Nel corso degli anni i palazzoni (Del Favero, Bodano e Gariazzo) sono diventati veri e propri bunker della droga. Scioccante la relazione di Area (agenzia regionale edilizia abitativa) del 2011: sfruttando la permeabilità degli edifici e delle aree esterne ai fabbricati, le gang dello spaccio si sono ritagliate spazi di azione e di rifugio, sottratti agli abitanti, realizzando efficaci sistemi di fuga. Le parti di uso pubblico dei fabbricati o aperte su spazi pubblici, come pilotis e piani piastra, sono state sottoposte nell’arco di poco più di un decennio ad un’opera sistematica di distruzione, estesa perfino alle parti condominiali degli ingressi agli alloggi e che non si è mai arrestata di fronte ad alcun tentativo di difesa dei tanti residenti onesti. Costretti a fare i conti con androni dei palazzi che i trasformano in circoli ricreativi abusivi, quando non in bar o veri e propri ristoranti. Ma in pochi si lamentano e solo sottovoce: troppo alto il rischio di ritorsioni. Lo conferma anche un consigliere comunale che si trincera dietro l’anonimato. “In alcuni palazzi di via Schiavazzi gli ingressi sono stati chiusi e gli abitanti per tornare a casa sono costretti a passare dagli androni dove nel frattempo sono stati sistemati ristoranti abusivi, dove se ti va puoi mangiare una bistecca davanti a una scala condominiale. Nessuno denuncia. Hanno tutti paura. Se parli ti incendiano il portone di casa, è sicuro”.

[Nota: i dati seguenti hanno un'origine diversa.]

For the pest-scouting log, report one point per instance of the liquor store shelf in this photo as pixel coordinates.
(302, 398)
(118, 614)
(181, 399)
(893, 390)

Un quadro drammatico, seppur in una cornice come quella di Sant’Elia possiede grandi potenzialità di sviluppo. Garantite sia dal contesto ambientale favorevole (il mare, il colle, il canale di Terramaini e testimonianze del passato come il fortino di Sant'Ignazio) sia dagli investimenti in programma (Arena Sant’Elia, porticciolo, riqualificazione del lungomare e del padiglione Nervi, il parco del Lazzaretto).

Ma il destino del quartiere sembra interessare poco alle istituzioni. Da decenni la “debolezza” degli abitanti ha invitato più di un politico a cercare voti a buon mercato. Altro che televisore a colori, una preferenza si ottiene anche con una bolletta della luce pagata o con la bombola del gas. Invece in pochi hanno pensato a qualcosa di concreto. Delogu migliorò (nuovi giardini) il decoro del Borgo vecchio, mentre Soru nel 2008 (a un anno dalle regionali) demolì i covi dello spaccio ai palazzi Del Favero. In seguito i master plan della sua amministrazione per il restyling del rione (firmati dall’archistar olandese Rem Koolhaas), furono contestati per una (delle tre) soluzioni che prevedevano la demolizione e la ricostruzione dello stadio verso il mare e la costruzione di nuovi palazzi nell’area del Sant’Elia e bocciati dal Comune allora guidato dalla giunta Floris. Il piano tuttavia guardava alla rottura dell’isolamento, il vero male di Sant’Elia. Soru perderà le elezioni nel 2009. Ma nonostante il denaro per il quartiere (30 milioni di euro) in cassa, l’amministrazione di Cappellacci tirò fuori il nuovo progetto solo nel maggio 2011, nel pieno della campagna elettorale per le comunali cagliaritane. Vinte poi da Zedda che impiegherà tuttavia altri due anni prima di trovare un accordo con Area, presupposto indispensabile per la redazione dei progetti esecutivi per il rilancio del quartiere.

E ora si attendono i lavori di restyling dei palazzoni, previsti per l’anno prossimo. Già partita la riqualificazione del parco del Lazzaretto e il lungomare. E i fondi del piano città (in primis padiglione Nervi e navigabilità del canale di Terramaini) destinati allo sviluppo di Sant’Elia. Dove, intanto, regnano sfiducia e rassegnazione.